Tag Archives: San Francisco General Hospital

Treating TB, HIV at same time found to save lives

Diane Havlir, MD poses for a portriat on the hallways of the AIDS ward at San Francisco General Hospital on Nov. 25, 2008.

Treating tuberculosis and HIV infections at the same time can be a challenge for patients and their doctors, but attacking both diseases early and aggressively isn’t harmful and could save the lives of those who are sickest, according to a global study led by UCSF researchers.

Tuberculosis is the main cause of death among people with HIV and AIDS worldwide, killing about 400,000 people every year. But how to best treat both conditions has been unclear, because of worries about how the drugs will interact and the burden that dual treatment puts on patients, who must take dozens of pills every day with some gruelling side effects.

The study, published last month in the New England Journal of Medicine, found that patients whose immune systems have been most damaged by HIV benefited by beginning antiretroviral drugs two weeks after starting TB treatment, instead of waiting eight to 12 weeks, as is commonly done now. Those patients were 40 percent less likely to die or develop AIDS.

“Clinicians have been completely unsure of the best time to start HIV therapy in these patients. It was important to know whether we should start HIV therapy early, and now we know it’s worth it,” said Dr. Diane Havlir, chief of the UCSF HIV/AIDS division at San Francisco General Hospital and lead author of the study.

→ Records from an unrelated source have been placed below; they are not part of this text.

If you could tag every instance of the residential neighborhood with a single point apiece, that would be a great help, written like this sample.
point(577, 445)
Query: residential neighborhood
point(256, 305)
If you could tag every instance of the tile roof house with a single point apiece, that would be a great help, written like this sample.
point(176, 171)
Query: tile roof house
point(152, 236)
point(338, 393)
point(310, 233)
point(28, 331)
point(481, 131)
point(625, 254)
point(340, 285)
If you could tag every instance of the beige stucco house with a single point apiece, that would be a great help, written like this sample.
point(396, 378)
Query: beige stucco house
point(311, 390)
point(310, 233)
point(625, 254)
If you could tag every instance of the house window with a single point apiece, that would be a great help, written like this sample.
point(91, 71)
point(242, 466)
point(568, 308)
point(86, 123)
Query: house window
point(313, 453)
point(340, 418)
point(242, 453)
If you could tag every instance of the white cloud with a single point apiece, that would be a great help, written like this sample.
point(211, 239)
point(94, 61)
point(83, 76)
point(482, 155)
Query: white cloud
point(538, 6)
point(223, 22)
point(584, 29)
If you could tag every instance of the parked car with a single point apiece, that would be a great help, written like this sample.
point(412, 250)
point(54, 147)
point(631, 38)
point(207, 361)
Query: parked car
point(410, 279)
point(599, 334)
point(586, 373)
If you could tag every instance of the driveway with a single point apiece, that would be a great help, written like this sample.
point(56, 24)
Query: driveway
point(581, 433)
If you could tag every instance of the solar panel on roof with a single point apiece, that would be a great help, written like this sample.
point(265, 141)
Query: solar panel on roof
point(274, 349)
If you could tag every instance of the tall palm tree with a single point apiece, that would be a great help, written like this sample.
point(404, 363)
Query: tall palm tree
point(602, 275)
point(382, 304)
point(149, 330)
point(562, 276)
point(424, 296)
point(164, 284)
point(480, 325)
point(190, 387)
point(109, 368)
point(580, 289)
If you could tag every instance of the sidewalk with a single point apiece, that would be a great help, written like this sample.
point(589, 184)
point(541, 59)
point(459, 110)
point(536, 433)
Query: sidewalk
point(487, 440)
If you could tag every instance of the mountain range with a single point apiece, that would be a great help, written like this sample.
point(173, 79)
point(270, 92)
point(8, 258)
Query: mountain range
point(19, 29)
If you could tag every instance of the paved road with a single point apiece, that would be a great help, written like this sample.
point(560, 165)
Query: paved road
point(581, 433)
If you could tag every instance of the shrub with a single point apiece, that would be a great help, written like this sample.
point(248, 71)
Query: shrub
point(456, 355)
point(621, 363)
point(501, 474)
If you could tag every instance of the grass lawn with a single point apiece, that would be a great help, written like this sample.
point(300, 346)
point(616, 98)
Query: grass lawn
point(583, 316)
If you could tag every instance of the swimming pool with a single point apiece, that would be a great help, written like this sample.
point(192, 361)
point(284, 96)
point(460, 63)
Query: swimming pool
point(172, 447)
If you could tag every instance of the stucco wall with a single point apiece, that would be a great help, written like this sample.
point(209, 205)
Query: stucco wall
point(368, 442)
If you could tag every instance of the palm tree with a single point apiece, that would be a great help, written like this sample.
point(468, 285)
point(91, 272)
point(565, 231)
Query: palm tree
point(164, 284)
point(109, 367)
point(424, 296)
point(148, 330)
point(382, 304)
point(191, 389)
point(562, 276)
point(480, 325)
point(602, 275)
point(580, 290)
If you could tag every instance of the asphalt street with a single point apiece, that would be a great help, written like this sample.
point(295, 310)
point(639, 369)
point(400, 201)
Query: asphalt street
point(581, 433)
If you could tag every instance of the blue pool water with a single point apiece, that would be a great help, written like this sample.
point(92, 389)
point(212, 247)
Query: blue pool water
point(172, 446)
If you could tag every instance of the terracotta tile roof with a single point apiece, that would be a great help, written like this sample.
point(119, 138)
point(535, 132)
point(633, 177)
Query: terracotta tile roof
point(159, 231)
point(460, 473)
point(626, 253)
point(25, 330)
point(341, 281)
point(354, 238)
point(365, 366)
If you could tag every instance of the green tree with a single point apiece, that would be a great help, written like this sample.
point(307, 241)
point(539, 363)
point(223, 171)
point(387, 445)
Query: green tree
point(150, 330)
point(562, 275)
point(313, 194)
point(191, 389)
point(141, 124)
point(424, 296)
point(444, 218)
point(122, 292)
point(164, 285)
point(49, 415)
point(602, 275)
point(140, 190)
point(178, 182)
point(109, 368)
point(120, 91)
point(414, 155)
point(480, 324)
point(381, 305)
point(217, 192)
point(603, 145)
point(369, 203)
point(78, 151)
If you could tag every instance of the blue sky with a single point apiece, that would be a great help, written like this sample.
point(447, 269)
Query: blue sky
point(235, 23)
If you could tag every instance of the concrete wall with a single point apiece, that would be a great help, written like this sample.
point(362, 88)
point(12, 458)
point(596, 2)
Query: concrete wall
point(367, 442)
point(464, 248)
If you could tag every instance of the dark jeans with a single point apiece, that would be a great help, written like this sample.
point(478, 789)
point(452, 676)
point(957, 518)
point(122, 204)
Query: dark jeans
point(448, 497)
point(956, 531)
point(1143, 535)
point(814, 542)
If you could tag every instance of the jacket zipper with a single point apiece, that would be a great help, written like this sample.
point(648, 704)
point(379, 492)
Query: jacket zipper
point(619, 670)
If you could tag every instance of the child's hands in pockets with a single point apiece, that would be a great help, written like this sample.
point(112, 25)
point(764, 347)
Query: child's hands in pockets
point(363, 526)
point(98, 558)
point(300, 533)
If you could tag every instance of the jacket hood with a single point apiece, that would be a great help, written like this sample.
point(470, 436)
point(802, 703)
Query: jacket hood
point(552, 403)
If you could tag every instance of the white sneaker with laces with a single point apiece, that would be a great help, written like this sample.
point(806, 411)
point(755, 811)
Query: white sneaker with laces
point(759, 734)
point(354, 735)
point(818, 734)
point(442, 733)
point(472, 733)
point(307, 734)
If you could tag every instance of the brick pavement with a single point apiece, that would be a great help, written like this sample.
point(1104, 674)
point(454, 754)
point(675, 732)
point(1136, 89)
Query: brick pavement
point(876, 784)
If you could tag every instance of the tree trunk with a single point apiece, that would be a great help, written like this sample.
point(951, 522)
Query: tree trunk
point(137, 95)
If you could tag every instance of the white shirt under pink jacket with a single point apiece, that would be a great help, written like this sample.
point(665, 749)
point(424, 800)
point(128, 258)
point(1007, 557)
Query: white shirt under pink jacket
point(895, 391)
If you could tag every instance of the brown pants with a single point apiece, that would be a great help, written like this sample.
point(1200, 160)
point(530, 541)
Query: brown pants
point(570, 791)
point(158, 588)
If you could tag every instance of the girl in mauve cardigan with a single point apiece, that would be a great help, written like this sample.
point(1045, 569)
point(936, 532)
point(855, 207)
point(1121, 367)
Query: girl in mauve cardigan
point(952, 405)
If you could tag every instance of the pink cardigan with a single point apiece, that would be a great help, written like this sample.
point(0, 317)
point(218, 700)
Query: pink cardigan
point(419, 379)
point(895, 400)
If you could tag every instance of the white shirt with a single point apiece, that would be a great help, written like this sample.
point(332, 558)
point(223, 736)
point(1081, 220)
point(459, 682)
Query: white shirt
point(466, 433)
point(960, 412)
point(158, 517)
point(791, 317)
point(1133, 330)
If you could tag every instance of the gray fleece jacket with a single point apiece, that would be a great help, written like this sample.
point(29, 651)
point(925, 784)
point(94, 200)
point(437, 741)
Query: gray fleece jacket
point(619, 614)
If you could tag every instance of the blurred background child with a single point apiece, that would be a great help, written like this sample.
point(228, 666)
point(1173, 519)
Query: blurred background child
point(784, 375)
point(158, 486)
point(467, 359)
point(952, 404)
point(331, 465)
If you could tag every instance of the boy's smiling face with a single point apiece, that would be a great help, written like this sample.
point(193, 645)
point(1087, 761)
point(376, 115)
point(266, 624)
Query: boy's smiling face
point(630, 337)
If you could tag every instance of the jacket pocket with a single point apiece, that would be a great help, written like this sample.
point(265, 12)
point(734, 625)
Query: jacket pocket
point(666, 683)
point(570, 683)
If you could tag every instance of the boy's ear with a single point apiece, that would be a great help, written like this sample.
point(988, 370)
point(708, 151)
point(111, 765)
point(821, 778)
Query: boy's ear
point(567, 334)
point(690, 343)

“It’s a tough treatment, but it gives significant medical benefits and it’s lifesaving,” Havlir said.

Tuberculosis is a global epidemic, with more than 9.4 million new cases worldwide every year. HIV-positive people, whose weakened immune systems leave them vulnerable to secondary infections, are especially at risk for contracting the disease.

Almost a quarter of people with HIV infections have tuberculosis, and they are more than 20 times more likely to contract active forms of tuberculosis – meaning they’re symptomatic, and not just harbouring the latent bacteria – than healthy individuals.

TB isn’t nearly as common in the United States as it is in other parts of the world, but it’s enough of a concern that HIV-positive people are tested regularly for tuberculosis, and people diagnosed with TB always get tested for HIV right away.

Tuberculosis is curable, but the regimen used to treat it requires strict adherence to several different medications for at least six months. Patients who don’t stick to the treatment plan run the risk of developing drug-resistant TB, which is far more difficult to cure and can be spread to others. They also remain infectious for a longer period of time.

Treating multiple infections

Meanwhile, antiretroviral drugs, while very effective at suppressing HIV infections and allowing the immune system to rebuild and strengthen, can also be brutal to take. Doctors have worried about the two drug therapies counteracting each other or causing serious side effects in combination.

Plus, if it’s difficult for patients to stick with the drug regimen for one disease, it would be even more challenging for two diseases, public health experts say. So health care providers have been reluctant to tackle both HIV and TB at the same time, usually opting to treat the TB first – because it’s so infectious – and add the antiretroviral drugs several weeks or months later.

The UCSF study, along with two similar studies also published in the New England Journal of Medicine on Wednesday, makes it clear that patients are better off aggressively treating their HIV infection soon after starting TB therapy.

“The default position has been ‘let’s get the active infection under control and worry about HIV later,’ and that’s the wrong answer,” said Dr. Andrew Zolopa, director of the Stanford Positive Care Clinic. He has studied how best to treat HIV and other infections, although not tuberculosis, and found similar results.

The UCSF study followed 809 patients on five continents, mostly in Africa, for 48 weeks. Each of the patients was newly diagnosed with HIV and had not yet started antiretroviral therapy, and had either a confirmed or suspected case of tuberculosis.

Similar side effects

Patients were randomly assigned to start antiretroviral therapy either two weeks after beginning TB treatment or eight to 12 weeks after. Patients aren’t started on both therapies at the same time because the side effects of TB treatment can be severe, although they usually fade after one to two weeks.

Study subjects who started therapy earlier were more likely to develop an inflammatory condition that required additional treatment, but otherwise they had roughly the same number and types of side effects as patients who received the later therapy.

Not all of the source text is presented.